538 reports that while Europe and Japan have aging populations, the United States is “staying young” because of immigration:
No matter who wins next Tuesday’s election, the president who takes office next January will be among the oldest ever elected. (Donald Trump, at 70, would be the oldest president ever elected to a first term. Hillary Clinton, who turned 69 last week, would be the second-oldest after Ronald Reagan.) Perhaps that’s appropriate — the country they are hoping to lead is getting older too. When Bill Clinton took office in 1993 at age 46 — making him the third-youngest president ever — 12.6 percent of Americans were at least 65, the traditional retirement age. Today 14.8 percent are. And by 2050, that figure is expected to rise to 22.1 percent.
The aging of the U.S. population poses major economic challenges: rising healthcare costs, more retirement spending and, crucially, fewer working-age Americans to help pay for it all. Already, economists believe, the graying of America helps explain the slow economic growth of the past decade-plus. The problem will only get worse as more baby boomers leave the workforce.
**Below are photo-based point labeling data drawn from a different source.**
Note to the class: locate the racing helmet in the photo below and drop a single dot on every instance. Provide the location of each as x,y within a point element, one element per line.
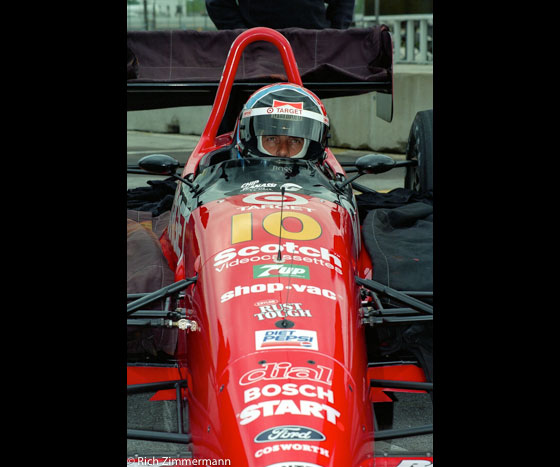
<point>283,109</point>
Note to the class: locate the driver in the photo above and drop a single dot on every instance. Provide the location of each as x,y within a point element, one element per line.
<point>282,120</point>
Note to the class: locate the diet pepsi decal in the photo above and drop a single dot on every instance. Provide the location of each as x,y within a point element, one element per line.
<point>286,339</point>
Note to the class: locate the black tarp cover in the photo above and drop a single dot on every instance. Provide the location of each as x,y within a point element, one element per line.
<point>327,55</point>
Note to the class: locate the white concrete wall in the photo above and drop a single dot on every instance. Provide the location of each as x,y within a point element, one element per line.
<point>354,123</point>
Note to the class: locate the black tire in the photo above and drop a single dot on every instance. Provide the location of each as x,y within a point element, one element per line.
<point>420,147</point>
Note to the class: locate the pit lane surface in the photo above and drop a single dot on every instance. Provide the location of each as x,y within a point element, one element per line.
<point>411,410</point>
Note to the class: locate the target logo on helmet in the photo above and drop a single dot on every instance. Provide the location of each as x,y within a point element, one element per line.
<point>295,105</point>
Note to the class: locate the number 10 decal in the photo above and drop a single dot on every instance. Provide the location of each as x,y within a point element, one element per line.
<point>291,226</point>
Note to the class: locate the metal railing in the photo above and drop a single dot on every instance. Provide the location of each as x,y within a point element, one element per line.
<point>413,40</point>
<point>412,34</point>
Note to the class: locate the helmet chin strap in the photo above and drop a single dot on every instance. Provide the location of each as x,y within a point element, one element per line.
<point>299,155</point>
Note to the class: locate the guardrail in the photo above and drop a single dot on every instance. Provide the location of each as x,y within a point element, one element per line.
<point>413,40</point>
<point>412,34</point>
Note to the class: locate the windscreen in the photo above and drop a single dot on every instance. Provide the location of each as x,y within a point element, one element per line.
<point>248,175</point>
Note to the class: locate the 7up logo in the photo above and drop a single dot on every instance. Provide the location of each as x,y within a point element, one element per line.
<point>280,270</point>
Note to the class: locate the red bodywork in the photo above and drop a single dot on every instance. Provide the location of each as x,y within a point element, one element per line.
<point>246,373</point>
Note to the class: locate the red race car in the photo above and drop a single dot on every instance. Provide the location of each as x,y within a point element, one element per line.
<point>277,332</point>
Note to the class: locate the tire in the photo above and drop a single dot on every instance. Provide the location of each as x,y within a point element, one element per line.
<point>420,148</point>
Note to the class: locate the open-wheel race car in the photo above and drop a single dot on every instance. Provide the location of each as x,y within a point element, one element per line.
<point>286,326</point>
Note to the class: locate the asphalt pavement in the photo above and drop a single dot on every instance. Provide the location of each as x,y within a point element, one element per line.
<point>413,409</point>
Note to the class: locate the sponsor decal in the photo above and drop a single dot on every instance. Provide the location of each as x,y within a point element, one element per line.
<point>256,185</point>
<point>293,464</point>
<point>415,463</point>
<point>275,198</point>
<point>273,287</point>
<point>288,389</point>
<point>274,206</point>
<point>291,447</point>
<point>291,187</point>
<point>286,339</point>
<point>289,433</point>
<point>273,371</point>
<point>275,311</point>
<point>231,257</point>
<point>288,407</point>
<point>280,270</point>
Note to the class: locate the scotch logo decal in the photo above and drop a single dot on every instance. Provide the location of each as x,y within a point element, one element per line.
<point>280,270</point>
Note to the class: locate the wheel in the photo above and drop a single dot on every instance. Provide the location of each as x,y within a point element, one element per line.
<point>420,148</point>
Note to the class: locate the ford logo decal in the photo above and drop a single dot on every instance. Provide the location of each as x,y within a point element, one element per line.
<point>289,433</point>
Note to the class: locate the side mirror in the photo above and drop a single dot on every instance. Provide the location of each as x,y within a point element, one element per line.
<point>160,164</point>
<point>370,164</point>
<point>374,164</point>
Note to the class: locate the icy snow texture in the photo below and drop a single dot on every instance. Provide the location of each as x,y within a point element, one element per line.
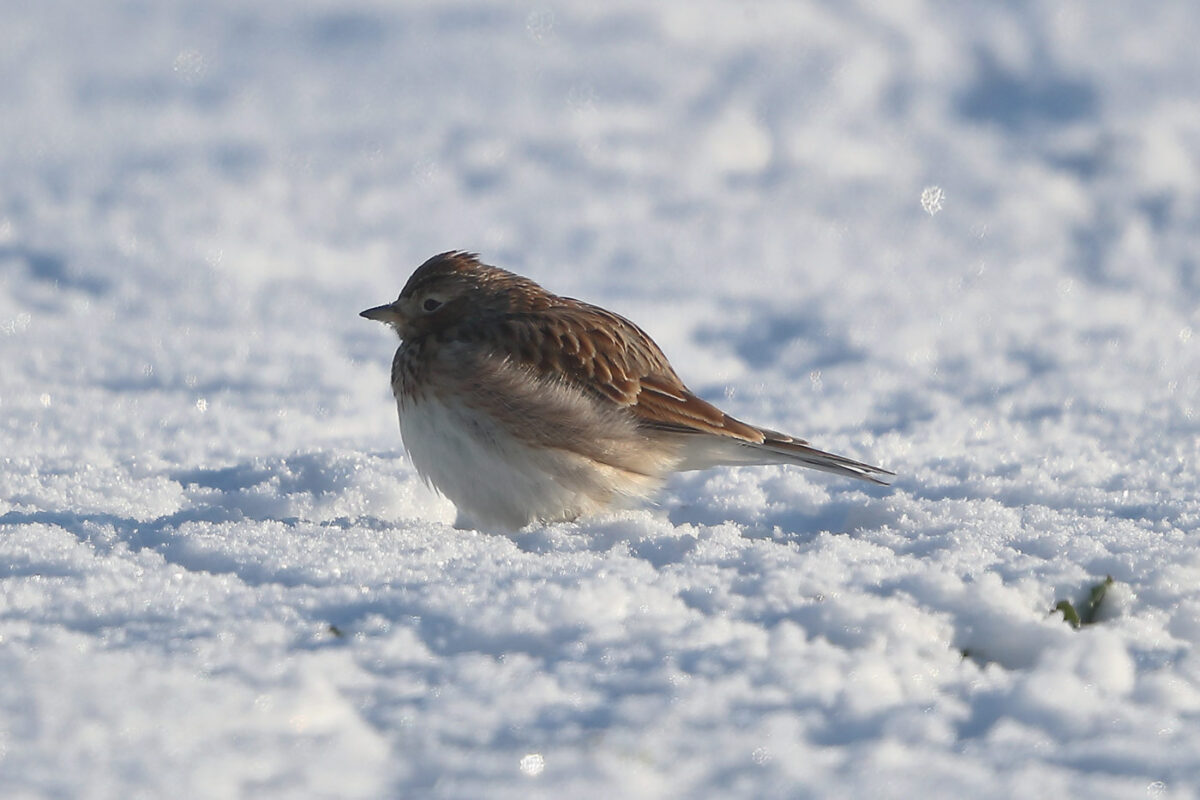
<point>222,578</point>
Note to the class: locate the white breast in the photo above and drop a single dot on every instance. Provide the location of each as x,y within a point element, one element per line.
<point>495,479</point>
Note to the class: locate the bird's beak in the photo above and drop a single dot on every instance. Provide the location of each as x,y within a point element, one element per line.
<point>387,313</point>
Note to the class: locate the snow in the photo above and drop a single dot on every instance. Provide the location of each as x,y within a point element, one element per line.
<point>222,578</point>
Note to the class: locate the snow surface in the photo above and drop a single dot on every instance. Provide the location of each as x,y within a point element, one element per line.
<point>955,239</point>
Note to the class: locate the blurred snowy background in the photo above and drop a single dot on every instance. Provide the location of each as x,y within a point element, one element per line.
<point>955,239</point>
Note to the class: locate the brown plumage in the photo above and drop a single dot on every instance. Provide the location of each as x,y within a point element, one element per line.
<point>520,404</point>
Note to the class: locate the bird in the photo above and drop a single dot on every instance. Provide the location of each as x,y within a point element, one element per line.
<point>521,405</point>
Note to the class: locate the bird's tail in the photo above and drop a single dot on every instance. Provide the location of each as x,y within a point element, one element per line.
<point>706,451</point>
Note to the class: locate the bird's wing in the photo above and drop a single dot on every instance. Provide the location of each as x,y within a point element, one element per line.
<point>613,360</point>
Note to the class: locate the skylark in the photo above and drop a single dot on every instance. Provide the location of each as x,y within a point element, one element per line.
<point>521,405</point>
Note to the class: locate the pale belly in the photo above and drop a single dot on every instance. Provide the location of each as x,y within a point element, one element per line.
<point>495,479</point>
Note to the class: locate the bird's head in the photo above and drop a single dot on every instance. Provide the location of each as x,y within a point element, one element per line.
<point>450,287</point>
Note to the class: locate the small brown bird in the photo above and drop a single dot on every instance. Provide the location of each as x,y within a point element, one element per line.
<point>521,405</point>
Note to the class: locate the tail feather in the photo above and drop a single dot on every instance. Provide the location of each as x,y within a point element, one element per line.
<point>705,451</point>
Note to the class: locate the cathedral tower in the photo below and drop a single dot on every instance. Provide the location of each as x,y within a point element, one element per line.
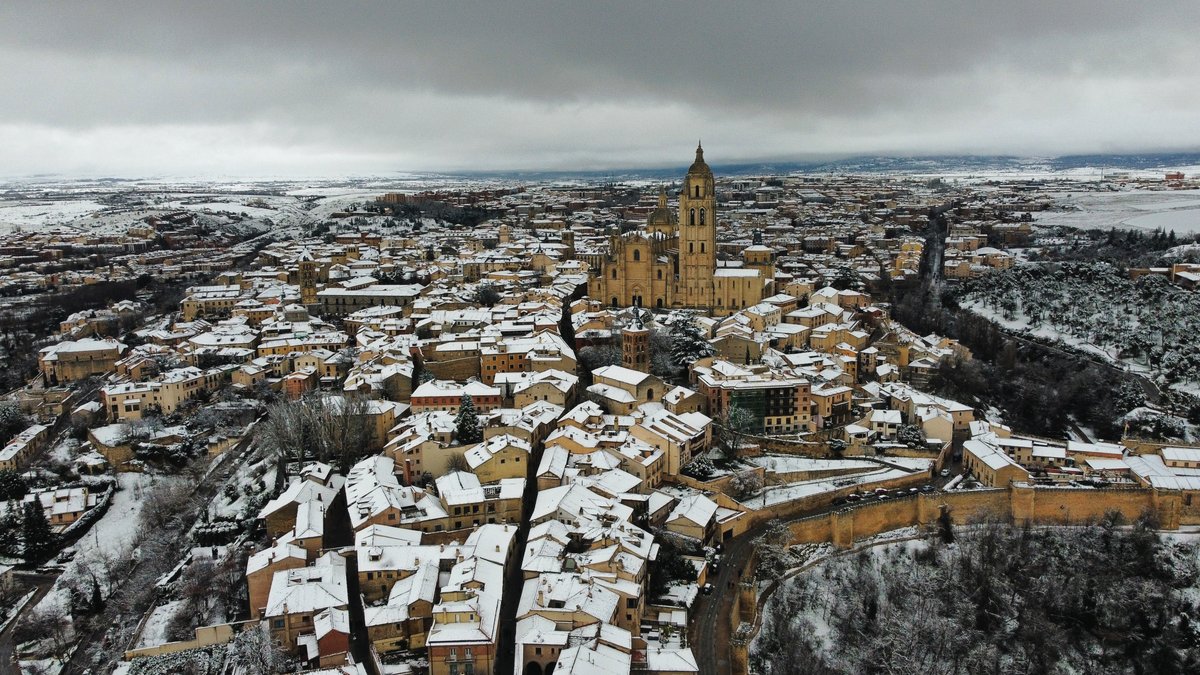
<point>697,234</point>
<point>307,279</point>
<point>635,345</point>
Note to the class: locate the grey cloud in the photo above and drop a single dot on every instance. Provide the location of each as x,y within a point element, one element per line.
<point>521,84</point>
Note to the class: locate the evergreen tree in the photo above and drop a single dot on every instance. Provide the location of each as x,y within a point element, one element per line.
<point>12,485</point>
<point>10,530</point>
<point>467,423</point>
<point>688,344</point>
<point>36,532</point>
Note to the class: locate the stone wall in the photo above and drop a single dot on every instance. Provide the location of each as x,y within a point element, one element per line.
<point>1017,503</point>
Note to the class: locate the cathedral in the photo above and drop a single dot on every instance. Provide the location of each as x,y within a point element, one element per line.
<point>672,262</point>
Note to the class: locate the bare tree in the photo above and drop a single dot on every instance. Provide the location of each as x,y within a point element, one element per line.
<point>732,428</point>
<point>319,428</point>
<point>257,652</point>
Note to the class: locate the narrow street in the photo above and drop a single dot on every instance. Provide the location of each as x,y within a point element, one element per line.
<point>712,621</point>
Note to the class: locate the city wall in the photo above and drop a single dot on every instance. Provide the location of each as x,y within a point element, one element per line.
<point>1018,503</point>
<point>205,635</point>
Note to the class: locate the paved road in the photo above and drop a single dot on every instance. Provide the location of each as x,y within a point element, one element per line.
<point>712,625</point>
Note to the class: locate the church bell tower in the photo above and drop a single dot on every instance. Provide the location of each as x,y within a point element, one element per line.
<point>697,234</point>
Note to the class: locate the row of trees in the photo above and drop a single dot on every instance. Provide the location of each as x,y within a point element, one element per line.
<point>318,428</point>
<point>1002,598</point>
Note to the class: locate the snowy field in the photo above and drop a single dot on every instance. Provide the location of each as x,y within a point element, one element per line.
<point>1143,209</point>
<point>112,537</point>
<point>789,464</point>
<point>39,214</point>
<point>778,495</point>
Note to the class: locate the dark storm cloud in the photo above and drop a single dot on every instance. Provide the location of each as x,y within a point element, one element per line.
<point>292,87</point>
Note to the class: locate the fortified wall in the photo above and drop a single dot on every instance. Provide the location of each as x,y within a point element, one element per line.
<point>1017,503</point>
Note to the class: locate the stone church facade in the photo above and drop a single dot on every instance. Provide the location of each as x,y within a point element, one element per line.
<point>672,262</point>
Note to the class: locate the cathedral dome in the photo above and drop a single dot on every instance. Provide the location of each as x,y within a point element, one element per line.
<point>661,215</point>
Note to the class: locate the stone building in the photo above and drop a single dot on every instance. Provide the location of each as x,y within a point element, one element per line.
<point>672,262</point>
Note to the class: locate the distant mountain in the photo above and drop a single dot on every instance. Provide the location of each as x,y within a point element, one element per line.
<point>935,163</point>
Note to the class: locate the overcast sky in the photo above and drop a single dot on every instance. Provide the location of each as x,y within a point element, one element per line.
<point>289,88</point>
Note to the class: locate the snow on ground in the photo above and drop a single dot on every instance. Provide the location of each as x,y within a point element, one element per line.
<point>778,495</point>
<point>154,631</point>
<point>787,464</point>
<point>221,207</point>
<point>913,464</point>
<point>1144,209</point>
<point>37,214</point>
<point>112,536</point>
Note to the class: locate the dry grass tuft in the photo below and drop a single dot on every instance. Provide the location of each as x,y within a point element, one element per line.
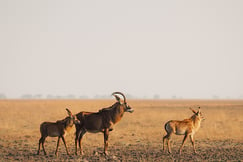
<point>137,137</point>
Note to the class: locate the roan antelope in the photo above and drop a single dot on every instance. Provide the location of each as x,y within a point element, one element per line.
<point>101,121</point>
<point>57,129</point>
<point>187,127</point>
But by global standards, the U.S. is in pretty good shape. In parts of Europe, more than 20 percent of the population is of retirement age; in Japan, it is 26 percent. Those countries have the same challenges as the U.S.: a large generation born after World War II that is now at or approaching retirement, and a steep decline in fertility rates. But the U.S. has something they don’t have: a high rate of immigration.
You wouldn’t know it from this year’s overheated campaign rhetoric, but immigration is the only thing keeping the U.S. from facing a Japan-style demographic cliff. At a time when aging and other factors mean that fewer Americans are working, immigrants — who tend to come to the U.S. during their working years and have a higher rate of labor-force participation than native-born Americans — play an increasingly important role in the U.S. workforce. Foreign-born U.S. residents made up 13.1 percent of the population in 2014 but 16.4 percent of the labor force, up from 10 percent two decades earlier. Immigrants help the economy in other ways too: They are more likely than native-born Americans to start businesses, and because they pay into Social Security but only receive benefits if they stay in the country permanently, they help ease the U.S.’s long-run fiscal burden.
Perhaps just as importantly, immigrants are the reason the U.S. has a relatively high birth rate compared to other rich countries. Americans, like their counterparts in Japan and western Europe, are having fewer children. But that decline has been partly offset by the comparatively high fertility rate among foreign-born residents. A report from the Pew Research Center last week showed just how big that effect is: Immigrants account for the entirety of the increase in the number of annual U.S. births since 1970. Without them, the annual number of births would have declined.